Not only do I fear for that class of people's ability to relearn cooking skills, but I fear for their health. Not just diabetes and heart disease from the junk they're eating, but the huge variety of cancers that await those who, for example, don't get plenty of green things in their diet.

I really don't know how we get out of this situation, either. I just know that the food industrial complex has managed to destroy cooking skills and nutrition as it has searched for new and exciting ways to make us buy its products every day.

Don't get me wrong - I don't mind capitalism at all. I just wish food producers would be content to make money off real food, not hyper-processed products.

End of rant. :-)

-Holly

smartdogs said...

I think Labrat's got it right - but the good news is that I (who am a child of children of the great depression) am seeing a lot more people in my generation who are rebelling against our parents' "I won't be demeaned by eating/growing poor people food" attitude.

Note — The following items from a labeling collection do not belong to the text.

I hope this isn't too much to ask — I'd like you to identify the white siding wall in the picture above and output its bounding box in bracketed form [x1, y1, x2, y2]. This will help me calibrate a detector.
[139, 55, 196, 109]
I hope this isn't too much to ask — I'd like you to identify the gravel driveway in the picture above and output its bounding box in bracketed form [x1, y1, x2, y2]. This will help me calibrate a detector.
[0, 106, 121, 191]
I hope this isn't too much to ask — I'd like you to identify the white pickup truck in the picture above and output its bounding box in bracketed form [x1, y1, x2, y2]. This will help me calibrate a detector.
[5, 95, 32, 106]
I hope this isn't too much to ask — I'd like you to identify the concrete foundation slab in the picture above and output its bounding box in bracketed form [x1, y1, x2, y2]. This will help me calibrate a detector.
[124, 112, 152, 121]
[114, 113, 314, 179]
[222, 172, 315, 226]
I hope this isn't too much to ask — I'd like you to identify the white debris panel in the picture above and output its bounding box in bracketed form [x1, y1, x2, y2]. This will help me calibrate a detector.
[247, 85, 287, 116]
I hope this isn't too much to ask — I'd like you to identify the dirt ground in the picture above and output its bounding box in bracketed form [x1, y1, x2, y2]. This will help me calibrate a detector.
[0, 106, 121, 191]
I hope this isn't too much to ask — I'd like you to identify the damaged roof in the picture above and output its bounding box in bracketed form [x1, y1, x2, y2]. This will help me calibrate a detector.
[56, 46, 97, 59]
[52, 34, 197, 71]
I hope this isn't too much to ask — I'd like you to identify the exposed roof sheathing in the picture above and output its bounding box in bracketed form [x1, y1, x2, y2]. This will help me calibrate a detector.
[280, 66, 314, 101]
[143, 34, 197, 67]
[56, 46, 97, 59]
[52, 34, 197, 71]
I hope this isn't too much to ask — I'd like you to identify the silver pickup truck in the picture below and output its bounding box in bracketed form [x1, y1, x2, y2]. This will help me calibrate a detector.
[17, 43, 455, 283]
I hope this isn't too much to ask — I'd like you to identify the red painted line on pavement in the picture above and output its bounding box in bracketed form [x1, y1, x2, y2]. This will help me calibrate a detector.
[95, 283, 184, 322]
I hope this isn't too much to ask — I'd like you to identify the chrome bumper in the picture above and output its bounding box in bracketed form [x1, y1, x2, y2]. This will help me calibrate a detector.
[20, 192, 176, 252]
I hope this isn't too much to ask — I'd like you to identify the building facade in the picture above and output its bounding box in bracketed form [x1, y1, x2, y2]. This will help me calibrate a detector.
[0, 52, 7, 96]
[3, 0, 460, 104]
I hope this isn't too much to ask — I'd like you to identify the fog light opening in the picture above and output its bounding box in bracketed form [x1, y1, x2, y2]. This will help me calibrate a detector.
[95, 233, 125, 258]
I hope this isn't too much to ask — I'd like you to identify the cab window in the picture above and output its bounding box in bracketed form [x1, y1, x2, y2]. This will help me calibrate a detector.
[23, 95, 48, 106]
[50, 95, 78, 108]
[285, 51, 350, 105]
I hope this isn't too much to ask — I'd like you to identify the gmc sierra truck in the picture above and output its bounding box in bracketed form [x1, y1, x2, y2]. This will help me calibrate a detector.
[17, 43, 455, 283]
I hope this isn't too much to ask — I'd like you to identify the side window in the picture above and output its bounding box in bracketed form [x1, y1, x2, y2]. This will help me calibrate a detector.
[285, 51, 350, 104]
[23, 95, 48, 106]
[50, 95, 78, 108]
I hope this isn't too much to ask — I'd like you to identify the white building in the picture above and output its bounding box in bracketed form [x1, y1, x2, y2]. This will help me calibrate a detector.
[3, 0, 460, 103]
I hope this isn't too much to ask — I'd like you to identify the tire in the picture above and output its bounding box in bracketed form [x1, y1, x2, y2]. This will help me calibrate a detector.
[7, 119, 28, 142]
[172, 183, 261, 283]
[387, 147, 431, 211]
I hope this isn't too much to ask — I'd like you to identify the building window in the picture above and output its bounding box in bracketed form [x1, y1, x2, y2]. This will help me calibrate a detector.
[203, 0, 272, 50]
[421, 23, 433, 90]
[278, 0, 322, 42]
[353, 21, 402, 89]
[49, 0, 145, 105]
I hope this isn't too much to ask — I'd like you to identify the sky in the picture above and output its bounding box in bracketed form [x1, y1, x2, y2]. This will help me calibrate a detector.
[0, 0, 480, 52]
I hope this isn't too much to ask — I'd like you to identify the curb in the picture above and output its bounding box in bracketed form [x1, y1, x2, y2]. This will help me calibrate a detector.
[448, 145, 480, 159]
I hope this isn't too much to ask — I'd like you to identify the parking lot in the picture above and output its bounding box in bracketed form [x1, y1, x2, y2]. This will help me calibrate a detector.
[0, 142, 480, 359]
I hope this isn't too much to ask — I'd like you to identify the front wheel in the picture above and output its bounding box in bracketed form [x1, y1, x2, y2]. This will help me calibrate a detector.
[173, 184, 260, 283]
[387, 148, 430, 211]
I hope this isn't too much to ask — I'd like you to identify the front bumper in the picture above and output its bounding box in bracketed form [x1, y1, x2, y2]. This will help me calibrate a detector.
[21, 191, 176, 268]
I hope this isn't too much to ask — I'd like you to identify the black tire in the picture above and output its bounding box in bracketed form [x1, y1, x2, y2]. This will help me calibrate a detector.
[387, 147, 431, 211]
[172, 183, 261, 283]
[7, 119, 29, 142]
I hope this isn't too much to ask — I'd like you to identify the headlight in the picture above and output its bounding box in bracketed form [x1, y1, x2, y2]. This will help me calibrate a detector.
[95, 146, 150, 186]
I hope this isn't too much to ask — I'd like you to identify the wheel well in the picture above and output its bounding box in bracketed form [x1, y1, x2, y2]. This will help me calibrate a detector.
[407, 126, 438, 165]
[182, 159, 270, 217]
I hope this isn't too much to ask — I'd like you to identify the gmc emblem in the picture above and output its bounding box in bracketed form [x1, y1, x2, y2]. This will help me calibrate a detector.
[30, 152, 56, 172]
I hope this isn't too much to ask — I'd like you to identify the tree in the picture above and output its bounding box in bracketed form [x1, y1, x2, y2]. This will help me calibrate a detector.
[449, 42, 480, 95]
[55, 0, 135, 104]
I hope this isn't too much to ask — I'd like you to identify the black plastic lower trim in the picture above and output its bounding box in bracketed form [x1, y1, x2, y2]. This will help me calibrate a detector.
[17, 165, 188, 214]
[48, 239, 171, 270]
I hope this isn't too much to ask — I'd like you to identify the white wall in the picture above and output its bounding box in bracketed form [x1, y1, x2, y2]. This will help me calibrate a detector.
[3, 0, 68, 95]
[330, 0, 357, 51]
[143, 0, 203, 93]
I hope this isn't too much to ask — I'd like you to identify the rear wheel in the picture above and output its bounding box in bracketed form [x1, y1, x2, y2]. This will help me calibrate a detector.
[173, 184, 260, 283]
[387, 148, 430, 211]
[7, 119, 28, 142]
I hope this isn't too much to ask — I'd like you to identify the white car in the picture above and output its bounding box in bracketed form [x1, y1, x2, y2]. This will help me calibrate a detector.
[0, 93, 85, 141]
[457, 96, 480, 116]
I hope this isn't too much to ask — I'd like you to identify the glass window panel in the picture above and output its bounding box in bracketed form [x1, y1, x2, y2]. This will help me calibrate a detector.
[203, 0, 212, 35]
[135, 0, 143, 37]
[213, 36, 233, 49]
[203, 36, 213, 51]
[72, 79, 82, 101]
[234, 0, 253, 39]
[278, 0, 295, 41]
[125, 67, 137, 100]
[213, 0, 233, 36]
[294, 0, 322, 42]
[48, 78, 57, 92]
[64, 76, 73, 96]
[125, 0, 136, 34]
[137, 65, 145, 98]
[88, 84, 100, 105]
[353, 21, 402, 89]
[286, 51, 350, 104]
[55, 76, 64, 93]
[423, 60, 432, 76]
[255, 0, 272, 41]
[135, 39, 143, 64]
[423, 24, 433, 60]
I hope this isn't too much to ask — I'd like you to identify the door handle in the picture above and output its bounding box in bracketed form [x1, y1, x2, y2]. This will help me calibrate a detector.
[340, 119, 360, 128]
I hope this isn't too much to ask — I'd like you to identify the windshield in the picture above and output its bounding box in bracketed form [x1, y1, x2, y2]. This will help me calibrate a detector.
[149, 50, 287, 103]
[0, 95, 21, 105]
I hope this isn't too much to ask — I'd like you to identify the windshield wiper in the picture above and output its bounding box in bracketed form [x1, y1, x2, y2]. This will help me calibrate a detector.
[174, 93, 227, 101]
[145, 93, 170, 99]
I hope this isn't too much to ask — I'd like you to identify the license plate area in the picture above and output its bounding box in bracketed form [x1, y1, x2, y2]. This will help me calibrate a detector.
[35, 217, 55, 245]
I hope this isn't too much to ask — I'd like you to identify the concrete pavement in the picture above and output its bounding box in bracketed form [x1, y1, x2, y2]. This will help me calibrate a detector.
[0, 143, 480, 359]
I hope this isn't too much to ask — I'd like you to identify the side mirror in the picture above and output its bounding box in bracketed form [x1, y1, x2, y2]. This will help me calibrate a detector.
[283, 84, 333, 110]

My mother would rather starve than can. My mother in law was absolutely horrified when husband and I planted a large vegetable garden.

The bigger problem may be that there is a younger generation here now that is so utterly divorced from nature, agriculture and basic food preparation skills that they may have a hard time recognizing - much less eluding the "cultural poverty" of hamburger helper.

Kristine said...

It constantly amazes me when people cry poverty but then can buy frozen food and fast food.

Cooking for yourself and using fresh ingredients is so much better for you and so much cheaper in the long run. Do the math and you'll find you can probably feed yourself for much less if you're buying fresh and doing the cooking.

Plus, it will taste better.

The Suburban Bushwacker said...

I recently read that the under 40's are to become the first generation to be out lived by their parents.

A friend had to cook a differant shape of pasta for a grown woman (30+) who was a guest at his dinner party because 'i CAN only eat penne'.